By using a person’s name you are engaging more of your senses and mental faculties. If you hear their name but don’t say it, you are less likely to remember it. By saying their name multiple times, and working to remember it in the first casual conversation you have a greater chance of remembering it in the future.
Write His Name
You meet a person and have a good conversation with him. You don’t see the person for three or four weeks and run into them in the grocery store. Then the dialogue begins in your head, “oh I met this guy a while back. What was his name again? We had a mutual friend and I cannot remember who it is.” This creates an awkward conversation, but there is a step you can take ahead of time to head this off.

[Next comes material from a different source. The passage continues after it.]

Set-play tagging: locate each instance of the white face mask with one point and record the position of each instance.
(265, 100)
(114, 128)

When you meet someone new and believe you will see them around again, write down their name. You can do this with a Moleskine Journal, Field Notes, or in an Evernote file, but write it down. Write down the date, their name, and where you met. Also write down anything you remember about them or the conversation you had. Did they tell you where they grew up, what they do for a living, how many children they have or any mutual friends you may have?
Writing down the people you meet gives you another way of remembering. This causes you to engage more senses and and utilize more brainpower, plus it provides you with even more repetition. Also, writing down their name gives you an avenue for remembering their name that does not depend on your memory alone. If we do this for to do lists and grocery lists, then shouldn’t we do it for people as well?
Review His Name
As with anything in life, we learn things most clearly with repetition. This can be especially true of remembering the name of people you meet. If knowing and remember the people we meet matters, we will give ourselves over to this as well.
Once a week take some time and go through the list of people you recently met. Read through the list and try to picture the people and remember the conversations. Pray for any needs you the person may have mentioned and ask the Lord to give you more opportunities with them in the future.
This may seem like a lot to go through, but when you see someone you have only met a couple of times and call them by their name it makes an impression. It tells them they matter and that you took note of them. In the grand scheme of things it seems like such a small thing, but it can be a powerful way to love your neighbor.